Huriyyah Muhammad, Co-Founder of the BTFC and Producer of the award-winning Sundance film Farewell Amor, is excited for the fellows selected. “Through this initiative, we’re not only shining a light on America’s educational system but doing so while supporting and lifting the voices of emerging Black producers,” she said. “The Black TV & Film Collective is proud to be a development and production hub for Black and African descent filmmakers creating episodic, shorts, features, and documentaries. This fellowship is a critical continuation of our work in this area.”

The six projects selected for the fellowship include:

  • CAN I HELP YOU? – When unfairly questioned by a white teacher, AP Bio student Keisha receives the unsolicited advice of her ancestors. Produced by Carlos Barrow, Directed by Desirae Lee, and Written by Kevin Johnson.
  • HERE – Eleven-year-old Meskerem, with the help of her immigrant Ethiopian family, finds the courage to act bravely when confronted with cultural bias. Produced/Written by Bethel Dixon, Directed by James Anthony.
  • I WON THE LOTTERY – A documentary crew chronicles the cut-throat world of Brooklyn parents vying for spots at the prestigious MLK Only Hope Charter School. Produced/Written by Monique Hazeur, Directed by Jenn Shaw.
  • PENS & PENCILS – Mallory Johnson finds herself on a surreal wild-goose chase to find the missing student that no one else seems to miss. Produced/Written by Gem Little, Directed by Gia-Rayne B. Harris.
  • THE CHAMPION – When second-grader Jacob begins to exhibit unusual behaviors in school, his mother takes on an unrelenting fight for answers. Produced/Written by Akima A. Brown, Directed by Tonya McCornell.
  • THE PATIENT – A sick mother escapes the hospital for a precarious journey to her son’s graduation. Produced by Craig T. Williams, Written/Directed by Yucef Mayes.
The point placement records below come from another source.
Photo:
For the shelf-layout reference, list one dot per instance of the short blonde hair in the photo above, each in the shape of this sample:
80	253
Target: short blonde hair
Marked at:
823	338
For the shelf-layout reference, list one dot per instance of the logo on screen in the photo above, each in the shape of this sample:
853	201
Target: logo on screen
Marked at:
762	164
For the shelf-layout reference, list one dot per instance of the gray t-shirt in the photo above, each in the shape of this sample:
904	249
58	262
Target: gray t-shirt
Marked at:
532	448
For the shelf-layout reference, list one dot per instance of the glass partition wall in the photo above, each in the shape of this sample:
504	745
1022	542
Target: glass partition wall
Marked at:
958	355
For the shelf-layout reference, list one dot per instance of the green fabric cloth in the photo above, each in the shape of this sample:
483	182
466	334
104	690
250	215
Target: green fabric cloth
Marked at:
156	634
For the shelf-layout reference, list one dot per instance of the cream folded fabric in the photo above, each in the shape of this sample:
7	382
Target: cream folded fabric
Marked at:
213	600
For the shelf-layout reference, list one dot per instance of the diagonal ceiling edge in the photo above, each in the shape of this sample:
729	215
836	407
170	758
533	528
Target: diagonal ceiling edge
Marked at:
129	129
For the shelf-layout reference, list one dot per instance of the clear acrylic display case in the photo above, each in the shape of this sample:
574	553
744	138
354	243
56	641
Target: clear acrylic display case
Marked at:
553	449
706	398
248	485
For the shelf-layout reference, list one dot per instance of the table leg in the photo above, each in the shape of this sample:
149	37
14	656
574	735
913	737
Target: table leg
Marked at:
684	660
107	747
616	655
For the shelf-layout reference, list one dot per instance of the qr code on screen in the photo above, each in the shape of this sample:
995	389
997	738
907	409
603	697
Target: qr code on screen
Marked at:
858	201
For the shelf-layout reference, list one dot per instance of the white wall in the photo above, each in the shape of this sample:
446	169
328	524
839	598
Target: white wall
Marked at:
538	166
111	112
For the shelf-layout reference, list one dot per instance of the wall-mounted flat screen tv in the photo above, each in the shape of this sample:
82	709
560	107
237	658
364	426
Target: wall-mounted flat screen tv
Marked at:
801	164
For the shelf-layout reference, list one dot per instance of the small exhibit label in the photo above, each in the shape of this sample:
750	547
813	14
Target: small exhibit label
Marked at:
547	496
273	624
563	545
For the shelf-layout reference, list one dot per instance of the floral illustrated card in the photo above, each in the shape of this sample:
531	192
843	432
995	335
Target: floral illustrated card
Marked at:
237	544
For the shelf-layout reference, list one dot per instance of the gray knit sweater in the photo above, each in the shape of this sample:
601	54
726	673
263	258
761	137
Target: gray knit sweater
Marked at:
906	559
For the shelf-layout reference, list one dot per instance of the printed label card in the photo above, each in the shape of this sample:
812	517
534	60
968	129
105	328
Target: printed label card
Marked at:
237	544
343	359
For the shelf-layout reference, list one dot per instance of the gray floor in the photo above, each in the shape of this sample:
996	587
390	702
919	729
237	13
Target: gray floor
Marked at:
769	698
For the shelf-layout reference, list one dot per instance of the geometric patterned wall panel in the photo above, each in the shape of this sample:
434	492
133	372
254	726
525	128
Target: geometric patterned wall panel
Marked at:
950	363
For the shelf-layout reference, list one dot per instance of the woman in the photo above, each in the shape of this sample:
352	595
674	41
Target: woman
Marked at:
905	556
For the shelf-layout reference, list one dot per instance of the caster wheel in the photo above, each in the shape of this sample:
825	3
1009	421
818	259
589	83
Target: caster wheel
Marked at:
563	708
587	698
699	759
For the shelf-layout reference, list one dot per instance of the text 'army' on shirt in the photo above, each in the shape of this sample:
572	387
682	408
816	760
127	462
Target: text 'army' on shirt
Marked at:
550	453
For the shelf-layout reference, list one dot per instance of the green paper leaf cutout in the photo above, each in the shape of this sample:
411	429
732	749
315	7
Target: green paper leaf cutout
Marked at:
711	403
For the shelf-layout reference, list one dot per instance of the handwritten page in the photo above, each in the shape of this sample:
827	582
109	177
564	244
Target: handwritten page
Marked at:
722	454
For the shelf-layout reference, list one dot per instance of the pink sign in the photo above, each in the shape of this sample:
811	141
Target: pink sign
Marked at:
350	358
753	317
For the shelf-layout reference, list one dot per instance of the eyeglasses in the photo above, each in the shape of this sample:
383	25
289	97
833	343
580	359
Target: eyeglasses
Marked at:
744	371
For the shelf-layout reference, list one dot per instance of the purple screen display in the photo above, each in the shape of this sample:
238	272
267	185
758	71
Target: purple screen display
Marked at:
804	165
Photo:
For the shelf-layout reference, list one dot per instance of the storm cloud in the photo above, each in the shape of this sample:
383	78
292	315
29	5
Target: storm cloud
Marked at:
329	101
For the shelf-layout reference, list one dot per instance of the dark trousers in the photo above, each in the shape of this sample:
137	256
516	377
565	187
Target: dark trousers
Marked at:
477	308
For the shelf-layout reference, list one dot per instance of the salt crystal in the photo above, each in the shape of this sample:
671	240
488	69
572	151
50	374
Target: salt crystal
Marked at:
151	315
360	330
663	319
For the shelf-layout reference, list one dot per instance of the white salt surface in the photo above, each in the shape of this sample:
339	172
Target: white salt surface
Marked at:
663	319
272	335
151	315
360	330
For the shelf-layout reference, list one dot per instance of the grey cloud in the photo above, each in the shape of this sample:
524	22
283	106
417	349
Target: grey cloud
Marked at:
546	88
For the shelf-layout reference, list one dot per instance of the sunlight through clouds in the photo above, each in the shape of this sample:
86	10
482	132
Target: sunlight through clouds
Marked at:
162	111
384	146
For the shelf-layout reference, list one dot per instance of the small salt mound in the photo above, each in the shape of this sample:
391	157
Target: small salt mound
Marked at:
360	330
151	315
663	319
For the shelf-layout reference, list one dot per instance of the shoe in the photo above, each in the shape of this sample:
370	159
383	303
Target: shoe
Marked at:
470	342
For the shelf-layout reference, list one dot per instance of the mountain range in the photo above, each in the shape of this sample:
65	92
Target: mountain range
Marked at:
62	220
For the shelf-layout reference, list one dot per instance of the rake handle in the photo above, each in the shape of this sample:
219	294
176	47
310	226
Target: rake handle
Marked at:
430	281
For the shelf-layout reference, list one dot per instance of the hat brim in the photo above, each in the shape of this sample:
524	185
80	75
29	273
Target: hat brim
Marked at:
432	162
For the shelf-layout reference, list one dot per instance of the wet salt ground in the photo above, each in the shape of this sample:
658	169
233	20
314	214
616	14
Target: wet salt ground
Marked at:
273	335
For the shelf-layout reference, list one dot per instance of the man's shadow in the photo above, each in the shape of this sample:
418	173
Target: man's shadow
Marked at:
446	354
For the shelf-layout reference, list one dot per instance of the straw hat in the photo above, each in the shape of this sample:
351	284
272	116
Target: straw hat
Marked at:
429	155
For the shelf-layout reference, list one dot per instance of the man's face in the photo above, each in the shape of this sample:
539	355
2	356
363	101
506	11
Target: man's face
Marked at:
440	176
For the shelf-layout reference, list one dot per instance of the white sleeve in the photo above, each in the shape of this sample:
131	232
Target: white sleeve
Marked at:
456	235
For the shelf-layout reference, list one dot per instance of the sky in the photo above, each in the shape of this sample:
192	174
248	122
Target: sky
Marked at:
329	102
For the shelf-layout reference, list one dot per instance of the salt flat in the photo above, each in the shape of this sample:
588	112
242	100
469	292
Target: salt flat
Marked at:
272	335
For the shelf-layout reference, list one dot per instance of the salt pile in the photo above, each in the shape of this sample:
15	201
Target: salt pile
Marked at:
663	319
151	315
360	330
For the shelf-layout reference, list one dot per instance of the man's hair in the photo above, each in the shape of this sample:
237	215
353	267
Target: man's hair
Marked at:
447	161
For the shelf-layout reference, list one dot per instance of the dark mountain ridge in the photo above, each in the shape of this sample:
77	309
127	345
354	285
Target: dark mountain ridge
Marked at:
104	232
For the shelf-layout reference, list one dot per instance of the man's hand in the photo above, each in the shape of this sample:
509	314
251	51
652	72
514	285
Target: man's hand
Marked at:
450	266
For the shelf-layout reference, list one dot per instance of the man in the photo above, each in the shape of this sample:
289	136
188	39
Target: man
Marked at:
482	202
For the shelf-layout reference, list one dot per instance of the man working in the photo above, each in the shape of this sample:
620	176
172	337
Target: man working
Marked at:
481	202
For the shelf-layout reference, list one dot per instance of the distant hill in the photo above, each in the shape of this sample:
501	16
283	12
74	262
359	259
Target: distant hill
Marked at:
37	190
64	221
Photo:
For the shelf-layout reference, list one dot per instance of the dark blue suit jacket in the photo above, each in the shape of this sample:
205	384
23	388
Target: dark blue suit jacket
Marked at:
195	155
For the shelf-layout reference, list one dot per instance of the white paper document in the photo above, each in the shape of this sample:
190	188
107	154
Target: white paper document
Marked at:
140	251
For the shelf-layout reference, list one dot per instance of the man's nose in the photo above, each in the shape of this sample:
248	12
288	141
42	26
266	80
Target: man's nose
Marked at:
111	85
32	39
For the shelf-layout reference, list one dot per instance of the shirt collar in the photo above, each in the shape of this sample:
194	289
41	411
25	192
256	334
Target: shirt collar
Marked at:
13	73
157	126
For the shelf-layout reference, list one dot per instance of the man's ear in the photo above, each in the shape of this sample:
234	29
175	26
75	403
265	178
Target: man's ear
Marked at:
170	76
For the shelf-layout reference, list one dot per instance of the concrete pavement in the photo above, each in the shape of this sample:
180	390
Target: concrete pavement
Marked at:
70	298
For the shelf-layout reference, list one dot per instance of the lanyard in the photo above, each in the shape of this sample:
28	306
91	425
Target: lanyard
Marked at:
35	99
 The six producers selected for the fellowship include:

  • Carlos Barrow – a Barbadian film producer and director who holds a BS in Film Production from Full Sail University and is set to graduate with an MFA in Film from Howard University.
  • Bethel Dixon – a writer/producer focused on authentic and moving stories centered upon the lives of people of color around the globe.
  • Monique Hazeur – a Brooklyn-based writer and producer originally hailing from Bay St. Louis, Mississippi. Her feature script, Patron Saint of Black Girls, was a semi-finalist for the 2019 Sundance Screenwriters Lab.
  • Gem Little – a creative entrepreneur, activist, and emerging writer/producer who is currently completing an MFA in Producing at the American Film Institute Conservatory.
  • Akima A. Brown​ – a writer, producer, and casting professional best known for A Haunting, on Discovery Network; In-Lawfully Yours streaming on Netflix, and the short-form, festival favorites Orange Morning and Kids & Couture.
  • Craig T. Williams – a New York City-based writer and producer whose award-winning script Hanging By A Thread has Viola Davis and Julius Tennon attached as Executive Producers.

These stories were selected by a jury of five prominent industry leaders including Westphal; Ekwa Msangi, producer and writer/director of Farewell Amor; Emelyn Stuart, CEO of Stuart Cinema & Cafe, Founder of Ocktober Film Festival in NYC, and CEO and Executive Producer at Stuart Films; Marttise Hill, producer, director and Co-Founder of Pryor Hill Productions; and Paul Mezey, Producer and Director of Productions + Investment at Cinereach.

Principal photography for the shorts is set to begin in May and June pending production schedules.